A lot has happened in recent dayz and since I have been emotional any way I keep thinking about family and friends.  My only family that on both sides is supposed to be huge yet I have never known for reasons I will never understand.  But ever since I have become a Christian the church has become a family to me....  Even the family I left behind in da Bronx they are still my church family.  Once Angel and I got married now 10 years ago we have always made it a point to say we are a family the two of us; and even when we realized that would be our fate it did not change that we are a family.  A family that seems to pick up strays like us along the way.  Angel and I seem to like the idea that God uses us to bless others as the Lord has blessed us.  Especially since we have been out here in Philadelphia we see how God has given us some diamonds in the rough that are precious to us so very precious.  

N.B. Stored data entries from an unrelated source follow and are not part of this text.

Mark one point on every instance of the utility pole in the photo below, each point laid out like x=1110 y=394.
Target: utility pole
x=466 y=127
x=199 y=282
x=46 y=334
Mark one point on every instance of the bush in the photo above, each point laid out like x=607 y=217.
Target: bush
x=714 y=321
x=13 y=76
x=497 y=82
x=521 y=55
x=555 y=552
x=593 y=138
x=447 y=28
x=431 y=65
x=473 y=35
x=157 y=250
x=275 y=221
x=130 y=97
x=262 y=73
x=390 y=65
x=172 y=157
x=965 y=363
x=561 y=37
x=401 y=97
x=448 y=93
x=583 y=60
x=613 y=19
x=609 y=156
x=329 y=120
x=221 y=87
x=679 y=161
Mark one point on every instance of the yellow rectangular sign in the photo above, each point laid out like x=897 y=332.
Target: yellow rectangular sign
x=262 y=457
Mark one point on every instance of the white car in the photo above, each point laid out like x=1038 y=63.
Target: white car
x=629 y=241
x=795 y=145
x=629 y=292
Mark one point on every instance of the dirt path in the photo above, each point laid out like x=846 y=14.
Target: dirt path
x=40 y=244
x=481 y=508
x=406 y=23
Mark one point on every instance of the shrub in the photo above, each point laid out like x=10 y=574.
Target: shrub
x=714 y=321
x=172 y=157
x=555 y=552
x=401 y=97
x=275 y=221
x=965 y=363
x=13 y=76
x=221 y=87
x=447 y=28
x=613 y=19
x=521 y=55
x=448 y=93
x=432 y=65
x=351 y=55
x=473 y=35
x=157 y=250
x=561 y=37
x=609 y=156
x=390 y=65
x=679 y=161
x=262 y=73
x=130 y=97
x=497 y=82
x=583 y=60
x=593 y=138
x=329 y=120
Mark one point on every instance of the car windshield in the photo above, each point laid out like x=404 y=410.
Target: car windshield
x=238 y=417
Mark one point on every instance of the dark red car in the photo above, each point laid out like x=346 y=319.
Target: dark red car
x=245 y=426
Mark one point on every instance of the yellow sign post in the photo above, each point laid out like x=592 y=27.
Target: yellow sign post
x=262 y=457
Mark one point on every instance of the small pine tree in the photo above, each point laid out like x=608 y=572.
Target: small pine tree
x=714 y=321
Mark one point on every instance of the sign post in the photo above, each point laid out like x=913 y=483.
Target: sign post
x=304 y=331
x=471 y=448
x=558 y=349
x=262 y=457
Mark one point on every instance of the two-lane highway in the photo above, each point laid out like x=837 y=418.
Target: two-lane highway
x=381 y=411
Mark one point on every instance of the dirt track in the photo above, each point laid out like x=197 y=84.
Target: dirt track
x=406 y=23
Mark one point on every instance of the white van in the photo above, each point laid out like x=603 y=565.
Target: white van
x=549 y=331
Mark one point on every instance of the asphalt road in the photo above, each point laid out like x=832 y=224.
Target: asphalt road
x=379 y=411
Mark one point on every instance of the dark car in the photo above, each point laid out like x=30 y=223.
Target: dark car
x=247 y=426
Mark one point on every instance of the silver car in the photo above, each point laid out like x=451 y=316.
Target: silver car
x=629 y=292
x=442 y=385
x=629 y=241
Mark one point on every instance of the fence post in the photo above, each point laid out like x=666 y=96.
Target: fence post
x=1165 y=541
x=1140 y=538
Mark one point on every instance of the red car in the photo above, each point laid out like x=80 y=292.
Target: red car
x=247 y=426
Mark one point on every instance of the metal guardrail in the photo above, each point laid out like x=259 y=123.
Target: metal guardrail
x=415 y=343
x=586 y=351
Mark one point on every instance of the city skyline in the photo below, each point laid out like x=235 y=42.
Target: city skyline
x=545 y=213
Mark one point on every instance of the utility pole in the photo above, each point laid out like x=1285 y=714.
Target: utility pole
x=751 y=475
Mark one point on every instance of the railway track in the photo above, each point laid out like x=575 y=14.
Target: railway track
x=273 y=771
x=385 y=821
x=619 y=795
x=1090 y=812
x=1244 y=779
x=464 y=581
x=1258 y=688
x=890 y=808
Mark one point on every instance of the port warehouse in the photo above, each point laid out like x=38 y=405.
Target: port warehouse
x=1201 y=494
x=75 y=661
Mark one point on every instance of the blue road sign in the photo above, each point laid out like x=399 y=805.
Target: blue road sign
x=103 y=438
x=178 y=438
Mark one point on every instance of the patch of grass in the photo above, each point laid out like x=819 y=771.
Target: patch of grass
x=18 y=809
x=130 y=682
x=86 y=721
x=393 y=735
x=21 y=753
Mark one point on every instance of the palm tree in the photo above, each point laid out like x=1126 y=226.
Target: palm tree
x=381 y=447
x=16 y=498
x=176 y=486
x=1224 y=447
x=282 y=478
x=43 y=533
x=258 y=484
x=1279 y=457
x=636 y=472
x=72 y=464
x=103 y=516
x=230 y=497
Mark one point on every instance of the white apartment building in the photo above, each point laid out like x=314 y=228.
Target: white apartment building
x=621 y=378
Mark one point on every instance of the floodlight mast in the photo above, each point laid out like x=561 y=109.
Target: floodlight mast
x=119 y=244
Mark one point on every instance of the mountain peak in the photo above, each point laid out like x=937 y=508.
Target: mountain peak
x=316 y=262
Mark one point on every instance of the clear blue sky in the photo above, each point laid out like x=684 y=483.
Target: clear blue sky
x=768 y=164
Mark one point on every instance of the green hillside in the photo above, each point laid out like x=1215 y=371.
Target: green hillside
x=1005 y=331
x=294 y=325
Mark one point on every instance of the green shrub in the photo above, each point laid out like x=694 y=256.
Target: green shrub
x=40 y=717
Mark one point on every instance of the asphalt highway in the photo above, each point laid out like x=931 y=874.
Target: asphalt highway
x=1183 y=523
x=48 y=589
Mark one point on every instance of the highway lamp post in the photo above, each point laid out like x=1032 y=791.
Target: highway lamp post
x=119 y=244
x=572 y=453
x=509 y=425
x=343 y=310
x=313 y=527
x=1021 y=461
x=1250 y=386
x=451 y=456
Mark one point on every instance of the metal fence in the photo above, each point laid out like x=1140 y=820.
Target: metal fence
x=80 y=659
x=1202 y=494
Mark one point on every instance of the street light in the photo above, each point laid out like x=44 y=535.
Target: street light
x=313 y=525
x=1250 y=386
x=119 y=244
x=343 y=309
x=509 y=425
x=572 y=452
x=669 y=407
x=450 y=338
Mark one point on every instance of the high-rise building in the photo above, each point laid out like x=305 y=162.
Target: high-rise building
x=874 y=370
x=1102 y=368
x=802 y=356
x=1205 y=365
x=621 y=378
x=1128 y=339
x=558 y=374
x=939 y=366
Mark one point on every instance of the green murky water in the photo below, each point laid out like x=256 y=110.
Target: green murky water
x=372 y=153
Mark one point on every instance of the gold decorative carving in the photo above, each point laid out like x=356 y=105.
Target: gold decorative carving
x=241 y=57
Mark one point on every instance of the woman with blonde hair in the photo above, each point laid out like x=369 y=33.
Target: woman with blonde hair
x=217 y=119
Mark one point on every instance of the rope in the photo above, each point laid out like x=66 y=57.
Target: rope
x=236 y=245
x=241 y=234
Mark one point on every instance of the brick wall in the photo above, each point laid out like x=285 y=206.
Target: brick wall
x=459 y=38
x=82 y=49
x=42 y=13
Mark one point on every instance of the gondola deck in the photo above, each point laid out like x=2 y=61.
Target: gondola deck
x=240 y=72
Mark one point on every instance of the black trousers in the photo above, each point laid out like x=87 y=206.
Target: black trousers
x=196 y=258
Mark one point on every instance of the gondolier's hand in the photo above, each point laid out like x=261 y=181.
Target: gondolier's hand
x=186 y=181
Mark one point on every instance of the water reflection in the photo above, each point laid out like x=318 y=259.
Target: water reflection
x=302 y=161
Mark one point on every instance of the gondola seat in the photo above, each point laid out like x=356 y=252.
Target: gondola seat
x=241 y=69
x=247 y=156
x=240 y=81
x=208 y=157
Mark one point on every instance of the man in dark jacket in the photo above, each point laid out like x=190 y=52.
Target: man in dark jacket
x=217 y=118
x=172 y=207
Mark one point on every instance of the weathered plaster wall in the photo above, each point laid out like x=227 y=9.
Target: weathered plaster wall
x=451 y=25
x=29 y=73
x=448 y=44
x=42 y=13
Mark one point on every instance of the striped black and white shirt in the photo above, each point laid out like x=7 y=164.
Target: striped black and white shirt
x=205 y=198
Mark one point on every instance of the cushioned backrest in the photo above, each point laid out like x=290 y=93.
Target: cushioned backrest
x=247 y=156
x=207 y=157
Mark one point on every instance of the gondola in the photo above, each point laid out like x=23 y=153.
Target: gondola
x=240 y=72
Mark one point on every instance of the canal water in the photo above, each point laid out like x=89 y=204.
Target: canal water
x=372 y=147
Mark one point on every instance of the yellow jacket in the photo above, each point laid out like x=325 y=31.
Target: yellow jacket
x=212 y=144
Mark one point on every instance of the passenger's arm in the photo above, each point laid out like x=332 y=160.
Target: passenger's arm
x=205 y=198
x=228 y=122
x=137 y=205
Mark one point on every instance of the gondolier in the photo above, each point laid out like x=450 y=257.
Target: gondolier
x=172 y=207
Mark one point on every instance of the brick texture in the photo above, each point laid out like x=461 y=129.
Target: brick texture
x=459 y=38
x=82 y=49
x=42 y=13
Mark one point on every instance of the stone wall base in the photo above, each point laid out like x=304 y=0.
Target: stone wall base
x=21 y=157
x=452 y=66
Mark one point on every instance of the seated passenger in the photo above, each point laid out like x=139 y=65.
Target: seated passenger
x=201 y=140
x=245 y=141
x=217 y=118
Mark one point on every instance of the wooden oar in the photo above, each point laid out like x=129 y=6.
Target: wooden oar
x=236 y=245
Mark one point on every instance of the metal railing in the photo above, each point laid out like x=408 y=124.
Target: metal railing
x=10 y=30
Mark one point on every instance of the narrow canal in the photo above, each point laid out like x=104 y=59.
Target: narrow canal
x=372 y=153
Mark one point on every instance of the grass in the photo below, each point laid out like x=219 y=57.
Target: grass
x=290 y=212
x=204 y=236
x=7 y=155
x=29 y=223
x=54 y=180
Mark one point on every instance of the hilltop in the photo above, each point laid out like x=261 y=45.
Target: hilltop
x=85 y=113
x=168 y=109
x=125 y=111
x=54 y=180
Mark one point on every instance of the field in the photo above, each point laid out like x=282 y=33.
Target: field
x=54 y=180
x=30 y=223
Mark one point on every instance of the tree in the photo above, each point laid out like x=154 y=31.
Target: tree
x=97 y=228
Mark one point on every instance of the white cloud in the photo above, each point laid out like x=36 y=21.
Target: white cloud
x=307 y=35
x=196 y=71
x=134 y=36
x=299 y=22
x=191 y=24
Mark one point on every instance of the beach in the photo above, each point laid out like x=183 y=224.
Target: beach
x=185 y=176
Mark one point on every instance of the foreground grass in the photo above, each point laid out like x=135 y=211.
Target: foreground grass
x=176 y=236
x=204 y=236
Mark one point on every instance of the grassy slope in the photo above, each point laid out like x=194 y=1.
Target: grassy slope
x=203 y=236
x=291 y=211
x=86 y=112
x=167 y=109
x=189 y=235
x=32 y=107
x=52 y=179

We are adoptive grandparents to some 5 wonderful kids but especially the boyz we spend so much time with; that bring such joy to our hearts.  Their parents and real abuelita let us in to that family and it was that love that made us a herd.  I always say we don't always like each other but we do love each other.  It is hard because we all go through changes, teens become adults, children become parents and life goes on.   

Being in Chronic pain and dealing with life; the hardest for me has been being medicated, in pain and having the worst of it come my way but still trying to remind each of them no matter how much it hurts that I love them because they are my family. 

 

One of my favorite websites for quotes http://thinkexist.com/quotes/like/family_means_too_much-friends_are_too_valuable/327803/

 

“Family means too much, Friends are too valuable, And life is too short, To put-off sharing with people, How much they really mean to you, And pursuing whatever it is that makes you happy.”

 

Friends are the family we choose for ourselves

 

I believe it is so true!  Even my brother Anthony who is my blood would agree that we have made a family not as our families would expect but how God intended.   I know I can't always be perfect but I try to lean on the Love of the Lord to keep me going.  I realized that the more I love, the more I trust the more vulnerable I become but I am not going to stop loving now because of my past.  I feel that I will miss out on so much.  Plus, I want to be the Woman of God, God desires me to be, to be the Noble woman of Proverbs 31 not just for me but for my family.  No matter how difficult we are to explain, no matter what storms we go through I can only pray we come out stronger and wiser on the other side of things. 


So on my worst days and on my best dayz to my herd that remains steady and those that come and go here is to you my Bruno's, Rhodes, Rodriguez Clan, Robinsons, Anthony &  his tribe, my Pagan familia, Devos, Arroyo's, Rivera's y Montes and to my Sistah's who ride with me for life  and those that have come when was most needed to you I say thank you for life is short and none of us can do it alone.  THANK YOU FOR YOUR LOVE FOR I WOULD NOT BE THE WOMAN I AM TODAY WITHOUT YOUR PRAYERS AND ENCOURAGEMENT.  TOGETHER HAS MADE A DIFFERENCE.......................Thank you God for my herd!